A RL entendeu que o contrato de prestação de serviços entre as partes tinha sido resolvido e, por isso, o réu nada tinha a prestar ao autor. Nesta óptica, é claro que determinados meses nunca podiam "ter[...] sido corretamente facturados". 

Então, o que fez verdadeiramente a RL? O que a RL fez foi entender que, em função do julgamento de direito (resolução do contrato), não era possível dizer que determinados meses tinham sido "corretamente faturados". Supõe-se que, evitando, naturalmente, um preciosismo inconsequente, a RL jamais teria feito a mesma censura se tivesse concluído que, em função da matéria de direito, os meses que não se podia dizer que tinham sido "corretamente faturados" afinal tinham sido mesmo correctamente facturados.

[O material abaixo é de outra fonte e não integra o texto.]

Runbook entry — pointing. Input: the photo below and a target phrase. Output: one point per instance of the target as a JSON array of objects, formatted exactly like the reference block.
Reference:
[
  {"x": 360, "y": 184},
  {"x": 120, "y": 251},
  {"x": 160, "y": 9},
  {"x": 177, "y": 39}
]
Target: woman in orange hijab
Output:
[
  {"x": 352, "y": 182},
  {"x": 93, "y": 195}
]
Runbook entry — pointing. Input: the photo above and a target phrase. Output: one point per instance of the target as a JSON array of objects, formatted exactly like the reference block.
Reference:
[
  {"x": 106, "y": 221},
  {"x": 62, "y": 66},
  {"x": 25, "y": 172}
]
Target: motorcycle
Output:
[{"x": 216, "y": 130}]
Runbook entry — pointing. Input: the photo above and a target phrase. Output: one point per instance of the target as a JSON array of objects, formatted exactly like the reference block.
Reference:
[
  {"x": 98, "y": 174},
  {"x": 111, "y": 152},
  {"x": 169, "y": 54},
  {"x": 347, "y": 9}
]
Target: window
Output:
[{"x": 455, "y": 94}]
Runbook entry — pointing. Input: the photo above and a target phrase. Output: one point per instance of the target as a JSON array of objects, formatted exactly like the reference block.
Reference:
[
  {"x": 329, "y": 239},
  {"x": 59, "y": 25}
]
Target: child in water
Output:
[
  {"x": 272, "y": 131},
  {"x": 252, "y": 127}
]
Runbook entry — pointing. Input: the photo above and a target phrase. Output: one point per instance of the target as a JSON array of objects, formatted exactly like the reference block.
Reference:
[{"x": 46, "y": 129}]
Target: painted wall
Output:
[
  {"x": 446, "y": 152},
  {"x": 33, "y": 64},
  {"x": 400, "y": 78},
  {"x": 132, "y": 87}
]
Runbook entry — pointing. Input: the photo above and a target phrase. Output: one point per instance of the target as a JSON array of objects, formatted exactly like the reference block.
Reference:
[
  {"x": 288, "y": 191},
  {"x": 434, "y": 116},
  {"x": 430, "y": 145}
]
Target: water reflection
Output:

Permite-se sublinhar este aspecto. Por muita aversão que exista em relação aos "juízos" ou aos "factos conclusivos", duvida-se que alguma vez seja feita alguma censura a esses "juízos" ou "factos" se, afinal, eles forem compatíveis com o julgamento da matéria de direito. Dificilmente se aceita que alguma Relação se disponha a eliminar, numa parte do seu acórdão, um alegado "juízo conclusivo" para, depois, o admitir, numa outra parte do mesmo acórdão, como "juízo de direito". A ser assim, o controlo dos "juízos conclusivos" fica limitado às situações em que os mesmos sejam incompatíveis com a decisão em matéria de direito

c) Em suma: em vez de confirmar a impossibilidade de dar como provados "juízos conclusivos" (seja isso o que for), o acórdão é antes um bom exemplo da relação mútua que tem de haver entre a matéria de facto e a matéria de direito e da necessidade de considerar cada uma delas em função da outra.